After (Schantt Auto mode): With the facility modelled as described, the scheduler produces a complete campaign-season plan in a single run — weeks of overlapping production compressed into a single optimised timeline. The planner loads the seasonal tonnage, sets the start and end dates, and the system explores the sequence and machine assignments across all three campaigns simultaneously. Gains include:

  • The Gantt shows each campaign as a contiguous block across the seven stages, with retort jobs assigned to the four vessels in parallel — no single vessel overloaded while others wait. The planner can verify at a glance that all four retorts share the load.
  • Filler changeovers cluster naturally: peach-to-tomato transitions (45 minutes) appear where the scheduler grouped same-regime runs, while corn-to-fruit transitions (55–60 minutes) are fewer and purposeful.
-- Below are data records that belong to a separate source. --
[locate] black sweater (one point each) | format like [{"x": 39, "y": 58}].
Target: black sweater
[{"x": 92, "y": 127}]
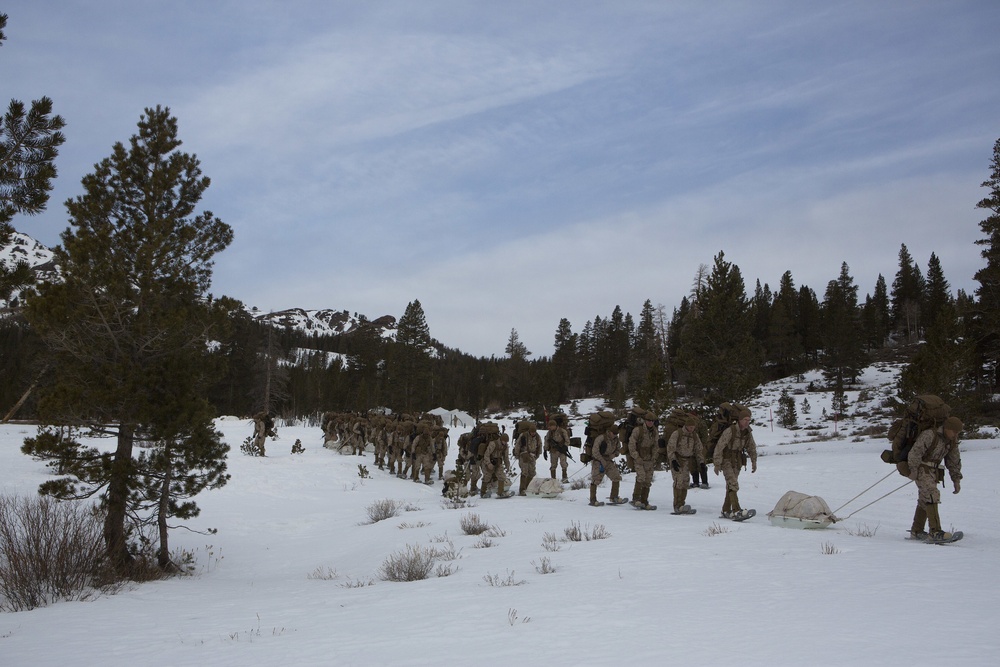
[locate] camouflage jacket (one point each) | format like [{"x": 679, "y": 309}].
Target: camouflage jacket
[
  {"x": 732, "y": 444},
  {"x": 932, "y": 447},
  {"x": 642, "y": 443},
  {"x": 685, "y": 445}
]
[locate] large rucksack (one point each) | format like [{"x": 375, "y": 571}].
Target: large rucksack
[
  {"x": 725, "y": 416},
  {"x": 597, "y": 423},
  {"x": 923, "y": 412},
  {"x": 484, "y": 433}
]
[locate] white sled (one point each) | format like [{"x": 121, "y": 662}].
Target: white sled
[
  {"x": 544, "y": 487},
  {"x": 798, "y": 510}
]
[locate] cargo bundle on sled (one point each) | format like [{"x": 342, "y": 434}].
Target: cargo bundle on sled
[{"x": 798, "y": 510}]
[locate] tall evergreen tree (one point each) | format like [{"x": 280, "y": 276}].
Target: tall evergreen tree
[
  {"x": 907, "y": 295},
  {"x": 718, "y": 352},
  {"x": 129, "y": 327},
  {"x": 784, "y": 344},
  {"x": 409, "y": 363},
  {"x": 987, "y": 314},
  {"x": 937, "y": 292},
  {"x": 843, "y": 354},
  {"x": 564, "y": 359},
  {"x": 29, "y": 143}
]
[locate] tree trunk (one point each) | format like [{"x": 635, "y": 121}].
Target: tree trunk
[
  {"x": 117, "y": 500},
  {"x": 163, "y": 553}
]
The total changeover time consumed across the season is the lowest possible for the given campaign mix.
  • Wait_material gaps appear only where blancher throughput cannot keep pace — visible and explainable, not a surprise stoppage. The planner adjusts timing or shifts order to minimise the impact.
  • What-if responses are a matter of adjusting parameters — crop arrival date, tonnage, machine availability — and re-running the scheduler, not rebuilding the entire spreadsheet from scratch. A question that used to consume half the morning resolves in minutes.